Quando le promesse di alti stipendi e promozioni, il ricatto emotivo e le minacce non riescono a costringere un insegnante a collaborare, le forze occupanti fanno ricorso alla violenza fisica e ai rapimenti.
Oleksandr, un preside e insegnante di geografia di 44 anni della regione di Zaporizhzhia, ha condiviso la sua tragica esperienza di rapimento e pestaggio da parte di uomini armati per aver rifiutato di riprendere il lavoro:
“Poco dopo il mio rifiuto di collaborare, quattro uomini armati sono venuti a casa mia.
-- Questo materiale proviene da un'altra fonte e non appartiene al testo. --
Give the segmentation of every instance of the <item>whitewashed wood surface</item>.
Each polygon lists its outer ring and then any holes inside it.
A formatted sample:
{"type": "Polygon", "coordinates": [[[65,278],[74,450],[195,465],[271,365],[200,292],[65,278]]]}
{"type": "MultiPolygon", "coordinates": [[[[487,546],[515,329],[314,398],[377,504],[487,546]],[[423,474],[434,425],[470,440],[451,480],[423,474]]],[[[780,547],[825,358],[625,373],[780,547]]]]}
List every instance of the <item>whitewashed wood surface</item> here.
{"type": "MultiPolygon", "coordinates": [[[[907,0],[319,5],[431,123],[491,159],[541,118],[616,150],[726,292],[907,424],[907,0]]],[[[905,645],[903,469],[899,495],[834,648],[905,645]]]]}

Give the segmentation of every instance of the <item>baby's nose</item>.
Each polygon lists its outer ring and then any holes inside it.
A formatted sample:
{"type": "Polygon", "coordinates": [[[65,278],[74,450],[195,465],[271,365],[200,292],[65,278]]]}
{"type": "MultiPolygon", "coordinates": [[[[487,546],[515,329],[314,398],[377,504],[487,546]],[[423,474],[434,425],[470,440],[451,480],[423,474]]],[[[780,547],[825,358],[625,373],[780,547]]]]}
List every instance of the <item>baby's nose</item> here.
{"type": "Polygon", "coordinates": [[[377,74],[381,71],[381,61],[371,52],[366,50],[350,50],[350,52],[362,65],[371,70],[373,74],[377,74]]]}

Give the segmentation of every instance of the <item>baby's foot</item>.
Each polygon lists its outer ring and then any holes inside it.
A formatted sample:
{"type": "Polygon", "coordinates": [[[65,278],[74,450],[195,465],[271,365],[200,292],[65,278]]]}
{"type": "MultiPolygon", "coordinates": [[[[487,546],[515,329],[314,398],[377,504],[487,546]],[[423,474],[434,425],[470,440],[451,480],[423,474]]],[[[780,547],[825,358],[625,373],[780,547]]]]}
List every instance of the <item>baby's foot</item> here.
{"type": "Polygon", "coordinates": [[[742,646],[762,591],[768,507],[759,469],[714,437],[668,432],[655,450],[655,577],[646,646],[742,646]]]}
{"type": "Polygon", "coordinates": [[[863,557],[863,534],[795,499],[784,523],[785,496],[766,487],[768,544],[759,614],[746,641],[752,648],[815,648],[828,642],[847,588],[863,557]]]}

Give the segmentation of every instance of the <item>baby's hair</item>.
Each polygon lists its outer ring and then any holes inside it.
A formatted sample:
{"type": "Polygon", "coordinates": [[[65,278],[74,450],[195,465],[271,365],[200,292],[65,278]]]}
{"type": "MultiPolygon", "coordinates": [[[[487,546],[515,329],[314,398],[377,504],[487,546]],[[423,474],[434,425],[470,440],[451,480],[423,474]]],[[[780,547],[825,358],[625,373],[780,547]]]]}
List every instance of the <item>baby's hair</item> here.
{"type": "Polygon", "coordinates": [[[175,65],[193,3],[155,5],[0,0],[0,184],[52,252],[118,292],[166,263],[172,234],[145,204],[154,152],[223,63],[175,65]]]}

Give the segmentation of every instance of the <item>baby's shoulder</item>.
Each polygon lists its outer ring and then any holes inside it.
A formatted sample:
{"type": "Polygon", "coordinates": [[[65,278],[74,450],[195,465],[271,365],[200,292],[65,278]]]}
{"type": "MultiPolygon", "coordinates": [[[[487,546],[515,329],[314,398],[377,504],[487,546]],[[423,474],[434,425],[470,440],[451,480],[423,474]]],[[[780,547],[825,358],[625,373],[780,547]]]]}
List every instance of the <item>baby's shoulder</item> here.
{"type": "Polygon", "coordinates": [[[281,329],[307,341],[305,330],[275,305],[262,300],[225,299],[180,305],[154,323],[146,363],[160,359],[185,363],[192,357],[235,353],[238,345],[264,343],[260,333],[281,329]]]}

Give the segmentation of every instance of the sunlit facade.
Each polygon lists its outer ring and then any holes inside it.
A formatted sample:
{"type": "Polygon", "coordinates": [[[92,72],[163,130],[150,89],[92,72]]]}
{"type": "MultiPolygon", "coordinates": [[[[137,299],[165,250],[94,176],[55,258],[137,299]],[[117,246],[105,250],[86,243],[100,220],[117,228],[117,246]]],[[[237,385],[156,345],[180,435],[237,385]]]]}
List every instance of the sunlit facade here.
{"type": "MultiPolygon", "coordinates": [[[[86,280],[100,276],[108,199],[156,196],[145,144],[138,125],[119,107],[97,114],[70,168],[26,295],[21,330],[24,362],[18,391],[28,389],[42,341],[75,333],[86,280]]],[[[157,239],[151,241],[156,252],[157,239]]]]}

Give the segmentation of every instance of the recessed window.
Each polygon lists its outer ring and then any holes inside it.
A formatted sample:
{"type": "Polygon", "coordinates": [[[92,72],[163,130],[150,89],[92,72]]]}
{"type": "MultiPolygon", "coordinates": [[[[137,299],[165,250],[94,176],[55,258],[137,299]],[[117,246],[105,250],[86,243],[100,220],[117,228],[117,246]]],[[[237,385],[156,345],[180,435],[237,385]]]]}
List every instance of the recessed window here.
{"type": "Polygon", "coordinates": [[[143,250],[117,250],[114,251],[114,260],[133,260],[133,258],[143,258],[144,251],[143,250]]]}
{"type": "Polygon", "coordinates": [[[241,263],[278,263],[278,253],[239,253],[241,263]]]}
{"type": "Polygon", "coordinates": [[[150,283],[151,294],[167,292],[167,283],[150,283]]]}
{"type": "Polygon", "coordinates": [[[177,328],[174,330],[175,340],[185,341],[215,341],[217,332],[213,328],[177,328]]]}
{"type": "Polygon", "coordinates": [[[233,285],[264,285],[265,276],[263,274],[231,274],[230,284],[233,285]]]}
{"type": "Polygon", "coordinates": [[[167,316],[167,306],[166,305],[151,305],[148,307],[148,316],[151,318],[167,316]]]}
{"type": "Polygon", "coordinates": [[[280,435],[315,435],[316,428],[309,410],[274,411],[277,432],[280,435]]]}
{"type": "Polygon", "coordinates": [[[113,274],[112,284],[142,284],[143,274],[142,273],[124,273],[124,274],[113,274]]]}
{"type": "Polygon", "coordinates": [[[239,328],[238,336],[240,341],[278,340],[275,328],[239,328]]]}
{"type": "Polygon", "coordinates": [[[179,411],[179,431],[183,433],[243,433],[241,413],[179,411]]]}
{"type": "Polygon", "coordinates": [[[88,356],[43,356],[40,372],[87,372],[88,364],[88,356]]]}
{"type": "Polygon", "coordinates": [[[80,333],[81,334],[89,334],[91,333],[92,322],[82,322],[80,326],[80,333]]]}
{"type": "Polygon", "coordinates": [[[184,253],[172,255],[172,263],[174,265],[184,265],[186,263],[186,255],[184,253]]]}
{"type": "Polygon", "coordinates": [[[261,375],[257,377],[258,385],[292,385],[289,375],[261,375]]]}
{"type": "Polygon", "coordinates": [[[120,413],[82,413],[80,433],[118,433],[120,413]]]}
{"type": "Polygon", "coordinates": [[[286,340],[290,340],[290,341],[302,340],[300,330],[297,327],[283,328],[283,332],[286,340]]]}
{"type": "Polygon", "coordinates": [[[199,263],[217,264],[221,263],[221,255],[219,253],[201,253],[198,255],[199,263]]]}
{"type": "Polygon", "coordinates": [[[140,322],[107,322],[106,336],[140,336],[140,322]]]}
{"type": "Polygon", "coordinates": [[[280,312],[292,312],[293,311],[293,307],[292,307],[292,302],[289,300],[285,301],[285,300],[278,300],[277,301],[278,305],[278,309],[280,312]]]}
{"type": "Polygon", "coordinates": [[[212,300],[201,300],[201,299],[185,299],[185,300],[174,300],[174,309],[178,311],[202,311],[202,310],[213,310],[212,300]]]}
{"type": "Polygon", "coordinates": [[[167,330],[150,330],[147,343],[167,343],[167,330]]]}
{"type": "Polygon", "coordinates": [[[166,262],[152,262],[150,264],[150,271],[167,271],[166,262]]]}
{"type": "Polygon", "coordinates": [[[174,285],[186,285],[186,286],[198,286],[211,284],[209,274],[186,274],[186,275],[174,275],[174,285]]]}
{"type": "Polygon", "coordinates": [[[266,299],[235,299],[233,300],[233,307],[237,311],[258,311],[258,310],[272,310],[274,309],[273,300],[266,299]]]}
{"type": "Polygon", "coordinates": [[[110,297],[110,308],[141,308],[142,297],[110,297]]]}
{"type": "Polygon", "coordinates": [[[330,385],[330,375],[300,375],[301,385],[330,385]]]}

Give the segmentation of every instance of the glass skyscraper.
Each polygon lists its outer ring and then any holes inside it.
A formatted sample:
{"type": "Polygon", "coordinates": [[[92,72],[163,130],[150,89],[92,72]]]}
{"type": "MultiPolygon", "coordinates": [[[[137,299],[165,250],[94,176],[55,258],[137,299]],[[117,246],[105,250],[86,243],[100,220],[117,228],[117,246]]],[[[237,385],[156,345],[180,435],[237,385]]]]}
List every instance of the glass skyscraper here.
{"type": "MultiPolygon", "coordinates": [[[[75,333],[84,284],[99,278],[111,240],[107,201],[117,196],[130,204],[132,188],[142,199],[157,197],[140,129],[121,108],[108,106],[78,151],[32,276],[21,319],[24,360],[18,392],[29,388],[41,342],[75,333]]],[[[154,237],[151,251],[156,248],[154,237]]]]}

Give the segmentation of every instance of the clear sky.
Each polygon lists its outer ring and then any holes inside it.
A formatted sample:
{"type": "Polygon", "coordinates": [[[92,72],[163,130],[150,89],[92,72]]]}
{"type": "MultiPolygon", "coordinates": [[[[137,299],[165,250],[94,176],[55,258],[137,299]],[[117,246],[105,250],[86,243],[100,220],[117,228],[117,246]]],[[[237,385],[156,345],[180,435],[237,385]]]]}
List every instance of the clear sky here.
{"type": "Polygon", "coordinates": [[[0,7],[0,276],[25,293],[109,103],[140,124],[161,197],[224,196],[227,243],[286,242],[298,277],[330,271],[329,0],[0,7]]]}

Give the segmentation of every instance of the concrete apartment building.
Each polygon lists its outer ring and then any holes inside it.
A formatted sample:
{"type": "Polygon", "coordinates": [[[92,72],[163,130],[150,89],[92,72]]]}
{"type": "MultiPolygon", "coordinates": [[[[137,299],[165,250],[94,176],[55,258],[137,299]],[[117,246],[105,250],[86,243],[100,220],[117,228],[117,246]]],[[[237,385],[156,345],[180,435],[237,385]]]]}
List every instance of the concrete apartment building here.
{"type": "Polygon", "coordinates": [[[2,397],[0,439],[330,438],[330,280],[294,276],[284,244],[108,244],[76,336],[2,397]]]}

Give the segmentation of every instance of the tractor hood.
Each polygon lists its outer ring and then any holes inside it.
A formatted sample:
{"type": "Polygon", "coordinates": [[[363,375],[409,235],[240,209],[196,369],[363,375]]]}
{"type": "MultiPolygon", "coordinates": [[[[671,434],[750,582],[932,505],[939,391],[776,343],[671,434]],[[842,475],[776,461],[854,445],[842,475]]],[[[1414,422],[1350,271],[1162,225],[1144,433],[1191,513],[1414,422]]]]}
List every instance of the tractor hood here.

Due mi hanno afferrato e portato alla macchina. Mi hanno colpito con i fucili. Altri due uomini sono rimasti con mia moglie. Mi hanno portato nel cortile di una scuola e mi hanno picchiato di nuovo. Mi hanno chiamato ‘fascista’ e ‘nazista’. Mi hanno chiesto di partecipare a un evento scolastico…dove avrei dovuto ‘esprimere sostegno’ al funzionamento della scuola, posando per delle foto con i simboli dello stato russo. Quelle foto le avrebbero poi usate in seguito [per ricattarmi], come prova della mia collaborazione e del mio sostegno all’occupazione. Mi hanno minacciato dicendo che quelle foto sarebbero state sufficienti per le autorità ucraine per provare il mio sostegno all’occupazione e mettermi in prigione”.
La mattina dell’evento, Oleksandr ha ricevuto “un promemoria” da uno dei suoi rapitori. Non ha avuto altra scelta che partecipare.